Databricks issue in West Eu...

Resolved
Jun 11, 2024 at 01:08am UTC

We have had no failures in any regions on Monday 10 June and believe the issue is now resolved.

We will continue to monitor in case it resurfaces.

Updated
Jun 03, 2024 at 05:03am UTC

Databricks have deployed a platform change in Australia East (Sydney) and Europe West (Amsterdam). Since those changes were deployed on 29 May (Europe time), we have seen no failures in Databricks in Sydney or Amsterdam.
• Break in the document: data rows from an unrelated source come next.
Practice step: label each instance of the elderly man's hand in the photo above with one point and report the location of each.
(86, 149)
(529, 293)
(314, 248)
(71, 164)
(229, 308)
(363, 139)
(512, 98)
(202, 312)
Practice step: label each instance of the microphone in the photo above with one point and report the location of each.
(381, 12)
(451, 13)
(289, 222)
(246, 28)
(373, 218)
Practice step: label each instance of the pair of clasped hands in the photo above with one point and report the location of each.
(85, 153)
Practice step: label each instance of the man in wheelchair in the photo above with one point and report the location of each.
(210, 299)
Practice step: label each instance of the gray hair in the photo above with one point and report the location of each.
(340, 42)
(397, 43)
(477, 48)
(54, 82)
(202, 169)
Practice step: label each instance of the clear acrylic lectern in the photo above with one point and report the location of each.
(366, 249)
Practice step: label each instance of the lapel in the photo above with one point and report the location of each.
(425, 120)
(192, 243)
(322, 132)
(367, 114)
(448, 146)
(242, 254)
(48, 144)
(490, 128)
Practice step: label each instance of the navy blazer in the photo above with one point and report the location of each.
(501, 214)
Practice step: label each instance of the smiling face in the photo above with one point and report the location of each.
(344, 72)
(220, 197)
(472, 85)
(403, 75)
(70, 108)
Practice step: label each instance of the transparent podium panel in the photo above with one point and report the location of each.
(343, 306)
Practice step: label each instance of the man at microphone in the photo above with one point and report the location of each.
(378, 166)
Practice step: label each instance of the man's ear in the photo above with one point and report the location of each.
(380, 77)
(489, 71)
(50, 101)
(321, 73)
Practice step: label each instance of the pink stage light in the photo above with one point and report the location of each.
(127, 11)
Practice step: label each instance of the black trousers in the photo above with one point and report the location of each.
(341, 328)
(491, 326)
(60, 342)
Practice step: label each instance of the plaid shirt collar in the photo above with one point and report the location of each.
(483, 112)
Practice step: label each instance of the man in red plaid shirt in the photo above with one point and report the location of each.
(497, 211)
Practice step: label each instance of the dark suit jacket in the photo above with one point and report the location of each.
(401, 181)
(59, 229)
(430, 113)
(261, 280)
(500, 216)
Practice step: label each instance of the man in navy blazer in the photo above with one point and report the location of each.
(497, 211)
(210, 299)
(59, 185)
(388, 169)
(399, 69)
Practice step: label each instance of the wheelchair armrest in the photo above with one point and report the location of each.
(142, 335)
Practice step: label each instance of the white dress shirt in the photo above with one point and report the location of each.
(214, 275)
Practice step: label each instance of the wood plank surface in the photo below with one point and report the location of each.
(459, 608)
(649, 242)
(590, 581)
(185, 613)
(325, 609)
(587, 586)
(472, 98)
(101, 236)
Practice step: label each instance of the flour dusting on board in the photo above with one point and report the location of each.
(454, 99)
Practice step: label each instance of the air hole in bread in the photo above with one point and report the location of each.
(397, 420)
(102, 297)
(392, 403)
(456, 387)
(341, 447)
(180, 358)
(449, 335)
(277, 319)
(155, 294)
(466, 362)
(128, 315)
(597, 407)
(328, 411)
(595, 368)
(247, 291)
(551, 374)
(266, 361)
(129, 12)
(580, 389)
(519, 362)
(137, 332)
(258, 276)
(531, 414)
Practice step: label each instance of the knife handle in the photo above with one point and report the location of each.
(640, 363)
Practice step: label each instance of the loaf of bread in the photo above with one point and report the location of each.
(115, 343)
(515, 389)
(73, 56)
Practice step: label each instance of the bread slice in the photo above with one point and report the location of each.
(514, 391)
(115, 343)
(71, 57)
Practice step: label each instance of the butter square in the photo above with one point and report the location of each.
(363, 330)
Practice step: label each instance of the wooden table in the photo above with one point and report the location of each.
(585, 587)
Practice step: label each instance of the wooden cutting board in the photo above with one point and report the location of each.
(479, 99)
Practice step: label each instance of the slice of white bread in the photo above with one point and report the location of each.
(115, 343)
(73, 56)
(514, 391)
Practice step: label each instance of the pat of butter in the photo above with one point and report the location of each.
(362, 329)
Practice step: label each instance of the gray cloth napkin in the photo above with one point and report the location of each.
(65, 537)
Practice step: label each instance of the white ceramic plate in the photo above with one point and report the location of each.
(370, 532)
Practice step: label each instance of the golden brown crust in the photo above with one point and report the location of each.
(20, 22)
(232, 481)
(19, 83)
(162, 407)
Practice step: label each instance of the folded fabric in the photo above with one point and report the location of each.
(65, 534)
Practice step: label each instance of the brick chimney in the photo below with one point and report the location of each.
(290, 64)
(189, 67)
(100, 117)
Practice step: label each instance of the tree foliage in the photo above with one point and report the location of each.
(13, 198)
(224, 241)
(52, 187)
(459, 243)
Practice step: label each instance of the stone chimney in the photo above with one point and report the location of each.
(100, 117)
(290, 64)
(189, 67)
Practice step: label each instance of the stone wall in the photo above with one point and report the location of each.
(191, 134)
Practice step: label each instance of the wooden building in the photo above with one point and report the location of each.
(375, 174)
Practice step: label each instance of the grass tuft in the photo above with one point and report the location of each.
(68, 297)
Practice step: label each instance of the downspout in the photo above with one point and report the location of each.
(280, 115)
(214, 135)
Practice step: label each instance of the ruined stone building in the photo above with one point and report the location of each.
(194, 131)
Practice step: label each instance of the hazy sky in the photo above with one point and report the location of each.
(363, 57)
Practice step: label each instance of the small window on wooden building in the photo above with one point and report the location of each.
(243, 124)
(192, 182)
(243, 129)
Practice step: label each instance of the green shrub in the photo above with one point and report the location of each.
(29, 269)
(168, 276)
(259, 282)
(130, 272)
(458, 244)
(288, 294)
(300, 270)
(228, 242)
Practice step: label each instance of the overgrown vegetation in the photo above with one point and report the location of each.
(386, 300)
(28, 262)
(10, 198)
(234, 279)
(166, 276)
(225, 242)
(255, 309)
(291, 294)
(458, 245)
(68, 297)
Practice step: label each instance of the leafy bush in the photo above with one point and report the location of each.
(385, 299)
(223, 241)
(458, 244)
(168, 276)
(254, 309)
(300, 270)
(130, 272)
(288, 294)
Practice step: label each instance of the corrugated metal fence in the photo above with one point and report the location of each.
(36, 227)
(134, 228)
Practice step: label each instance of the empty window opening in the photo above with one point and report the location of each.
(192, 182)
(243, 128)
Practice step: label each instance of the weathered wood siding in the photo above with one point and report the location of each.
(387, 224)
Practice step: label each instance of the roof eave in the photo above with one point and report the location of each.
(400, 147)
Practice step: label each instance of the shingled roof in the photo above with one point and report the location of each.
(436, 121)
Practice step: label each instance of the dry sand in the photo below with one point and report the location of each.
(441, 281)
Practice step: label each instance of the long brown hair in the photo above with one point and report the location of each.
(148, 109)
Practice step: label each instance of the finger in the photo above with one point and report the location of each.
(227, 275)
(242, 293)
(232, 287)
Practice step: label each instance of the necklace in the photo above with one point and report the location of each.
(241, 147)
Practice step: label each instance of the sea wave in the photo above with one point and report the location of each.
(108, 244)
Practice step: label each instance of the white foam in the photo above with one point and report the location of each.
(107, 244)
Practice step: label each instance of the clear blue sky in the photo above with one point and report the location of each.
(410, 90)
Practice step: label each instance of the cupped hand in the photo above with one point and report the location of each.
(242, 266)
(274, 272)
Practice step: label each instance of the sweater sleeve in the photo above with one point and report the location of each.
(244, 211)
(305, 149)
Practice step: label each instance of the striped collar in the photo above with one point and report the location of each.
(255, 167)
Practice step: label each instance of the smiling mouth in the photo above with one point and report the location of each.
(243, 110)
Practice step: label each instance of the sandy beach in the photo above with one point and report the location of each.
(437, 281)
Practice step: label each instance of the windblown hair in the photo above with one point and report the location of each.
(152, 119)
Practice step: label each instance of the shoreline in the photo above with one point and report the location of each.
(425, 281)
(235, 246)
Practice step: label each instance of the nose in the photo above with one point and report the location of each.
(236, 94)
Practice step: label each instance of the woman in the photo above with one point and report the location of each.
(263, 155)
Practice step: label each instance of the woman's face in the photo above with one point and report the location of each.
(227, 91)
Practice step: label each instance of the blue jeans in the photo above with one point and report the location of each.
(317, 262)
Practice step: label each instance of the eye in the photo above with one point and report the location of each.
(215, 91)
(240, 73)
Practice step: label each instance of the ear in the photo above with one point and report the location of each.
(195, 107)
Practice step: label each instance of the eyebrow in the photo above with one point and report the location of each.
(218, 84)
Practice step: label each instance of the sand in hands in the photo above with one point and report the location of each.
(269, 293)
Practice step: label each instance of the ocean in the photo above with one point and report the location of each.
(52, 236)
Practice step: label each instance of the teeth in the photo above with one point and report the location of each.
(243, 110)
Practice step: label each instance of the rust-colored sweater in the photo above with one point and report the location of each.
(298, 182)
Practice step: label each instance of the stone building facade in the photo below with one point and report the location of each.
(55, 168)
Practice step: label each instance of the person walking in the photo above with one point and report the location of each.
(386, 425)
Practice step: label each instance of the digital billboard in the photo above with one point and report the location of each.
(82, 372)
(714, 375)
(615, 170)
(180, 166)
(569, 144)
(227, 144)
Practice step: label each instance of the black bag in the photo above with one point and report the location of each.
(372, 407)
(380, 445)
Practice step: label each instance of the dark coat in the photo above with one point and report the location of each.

We are working with Databricks to get this out of cycle change deployed in UK South (London), which has had no failures in the last 2 days. We would also like the change to be deployed in our other regions (UAE North, US East, Southeast Asia, Japan East, Canada Central). These regions have lower usage/throughput and have not been affected in the same way with failures.

Updated
May 24, 2024 at 09:49pm UTC

There have been no job failures in Europe West, UK South and Australia East (the high load locations) since we deployed the mitigation yesterday.

There may still be some slower running jobs where there is high usage, we are working on a mitigation for this with Databricks.

Updated
May 23, 2024 at 11:41pm UTC

The updated configuration is now deployed in all regions.

Updated
May 23, 2024 at 11:11pm UTC

There were 32 failures on 23 May in EUW, so we have accelerated deployment of a mitigation.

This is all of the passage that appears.